Like any major city, apartments are the norm in Munich; houses are available in the suburbs, but newly relocated employees often want to be in the thick of things—and close to transportation—when moving abroad. Munich ranks 35th worldwide in the Economist’s Cost of Living index, meaning it can be a pricey place. A recent report from the German real estate association IVD showed that most rental properties in Munich cost over EUR 13 per square meter, while surrounding areas were largely under EUR 10 per square metre.
An unfurnished 70-square-metre apartment may cost anywhere from EUR 600 to EUR 1500—without utilities—depending on the neighbourhood, with the most expensive located in the centre of the city. Furnished apartments are also available throughout Munich, costing EUR 1500 and up.
Expats looking for apartments in Munich can find them in a number of local newspapers, though they are often only available in German—and working with landlords directly can be complicated when there is a language barrier. Agencies, on the other hand, often provide listings in English and can help expats arrange their accommodations in Munich.
3. Which neighbourhood in Munich should I live?
Before you pick out the apartment, you have to choose the area you want to live in—and this, of course, vastly affects the price. Choosing which neighbourhood to live in when moving to Munich can be a little confusing, especially when the names can be as long as Thalkirchen-Obersendling-Forstenried-Fürstenried-Solln (a borough at the south end of the city).
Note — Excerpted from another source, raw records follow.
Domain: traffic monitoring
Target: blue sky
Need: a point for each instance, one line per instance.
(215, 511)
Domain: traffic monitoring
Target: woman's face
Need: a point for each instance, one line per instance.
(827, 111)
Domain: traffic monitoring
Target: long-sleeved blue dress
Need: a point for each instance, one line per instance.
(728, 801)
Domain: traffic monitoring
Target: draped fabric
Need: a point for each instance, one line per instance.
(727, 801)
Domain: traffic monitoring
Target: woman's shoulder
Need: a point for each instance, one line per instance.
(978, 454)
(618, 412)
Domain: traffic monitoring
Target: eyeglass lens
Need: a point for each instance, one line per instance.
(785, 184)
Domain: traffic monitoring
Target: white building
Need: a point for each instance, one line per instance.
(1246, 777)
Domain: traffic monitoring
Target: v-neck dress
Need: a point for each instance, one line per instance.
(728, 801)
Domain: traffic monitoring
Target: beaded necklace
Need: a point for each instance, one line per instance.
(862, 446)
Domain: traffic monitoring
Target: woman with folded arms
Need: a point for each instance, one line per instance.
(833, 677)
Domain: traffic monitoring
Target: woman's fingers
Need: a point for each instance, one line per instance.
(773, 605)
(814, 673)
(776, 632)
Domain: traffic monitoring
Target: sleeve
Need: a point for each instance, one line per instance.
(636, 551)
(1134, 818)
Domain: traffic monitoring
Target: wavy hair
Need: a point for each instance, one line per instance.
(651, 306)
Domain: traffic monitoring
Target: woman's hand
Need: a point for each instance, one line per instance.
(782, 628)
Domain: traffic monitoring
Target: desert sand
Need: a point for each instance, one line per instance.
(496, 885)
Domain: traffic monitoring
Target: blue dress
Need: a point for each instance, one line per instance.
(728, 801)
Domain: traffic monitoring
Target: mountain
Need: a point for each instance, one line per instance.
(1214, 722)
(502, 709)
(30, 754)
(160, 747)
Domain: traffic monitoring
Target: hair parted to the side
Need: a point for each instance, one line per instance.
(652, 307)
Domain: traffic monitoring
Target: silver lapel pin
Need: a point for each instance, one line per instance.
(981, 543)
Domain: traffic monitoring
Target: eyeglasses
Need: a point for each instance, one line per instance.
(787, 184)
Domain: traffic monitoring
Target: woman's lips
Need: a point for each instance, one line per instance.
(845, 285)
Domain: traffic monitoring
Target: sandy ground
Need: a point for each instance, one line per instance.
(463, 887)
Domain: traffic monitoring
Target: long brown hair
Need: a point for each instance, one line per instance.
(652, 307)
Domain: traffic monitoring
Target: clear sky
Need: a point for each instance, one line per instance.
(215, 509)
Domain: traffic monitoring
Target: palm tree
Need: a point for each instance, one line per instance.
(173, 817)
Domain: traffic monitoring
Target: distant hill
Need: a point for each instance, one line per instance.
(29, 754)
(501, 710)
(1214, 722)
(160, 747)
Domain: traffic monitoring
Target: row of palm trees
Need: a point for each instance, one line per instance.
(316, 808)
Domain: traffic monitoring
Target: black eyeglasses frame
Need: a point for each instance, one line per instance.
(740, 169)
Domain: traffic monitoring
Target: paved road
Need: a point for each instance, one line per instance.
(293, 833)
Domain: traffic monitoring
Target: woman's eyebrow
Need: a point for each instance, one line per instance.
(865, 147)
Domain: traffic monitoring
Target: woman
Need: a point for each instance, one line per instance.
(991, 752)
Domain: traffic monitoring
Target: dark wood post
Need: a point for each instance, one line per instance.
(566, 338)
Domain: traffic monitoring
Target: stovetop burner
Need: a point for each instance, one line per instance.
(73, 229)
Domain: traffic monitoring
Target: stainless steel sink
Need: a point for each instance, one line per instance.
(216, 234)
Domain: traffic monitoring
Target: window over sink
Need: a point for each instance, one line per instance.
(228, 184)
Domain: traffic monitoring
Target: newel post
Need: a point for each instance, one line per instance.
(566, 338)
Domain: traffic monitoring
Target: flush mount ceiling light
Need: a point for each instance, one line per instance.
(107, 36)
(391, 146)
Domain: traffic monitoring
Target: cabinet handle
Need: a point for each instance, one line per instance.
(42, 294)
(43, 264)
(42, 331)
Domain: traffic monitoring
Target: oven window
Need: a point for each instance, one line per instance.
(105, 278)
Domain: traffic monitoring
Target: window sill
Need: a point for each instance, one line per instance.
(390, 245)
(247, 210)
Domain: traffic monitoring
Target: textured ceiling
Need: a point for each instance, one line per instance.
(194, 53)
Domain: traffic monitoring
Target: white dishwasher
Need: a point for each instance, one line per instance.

There are 25 boroughs in Munich, and an even greater number of neighbourhoods within them—and they all offer their distinctive characteristics. Alstadt and Lehel are the most expensive neighbourhoods in which to live, followed closely by the centrally-located Maxvorstadt. Conversely, Hasenbergl and Neuperlach are among the cheapest neighbourhoods in Munich.
Schwabing is popular with the younger crowd as it is home to plenty of cafes and bars, while Bogenhausen is a quieter, affluent neighbourhood. Before settling on a location, speak with fellow expats in Munich or ask your rental agency which neighbourhood suits your lifestyle best—they can give you the inside scoop.
4. How do I get around in Munich?
Munich has an extensive public transportation system that includes the S-Bahn, U-Bahn, tram and buses, which runs as efficiently as anyone would expect in Germany. However, that efficiency comes at a price—a day ticket within Munich costs EUR 6.60, while an IsarCard, which is available as a weekly or monthly pass, costs anywhere from EUR 16.00 to EUR 222.90.
5. Where can I find a supermarket/clothing store/repair shop in Munich?
When you’re new to Munich, you have to start from square one. You’ll need to find a supermarket, choose a favourite restaurant and discover the best hangouts. Local expat groups can help you navigate the city and online guides to Munich are useful for first-timers, but the best way to get acclimated is to simply walk (or bike) around the city—so get out there and explore your new home.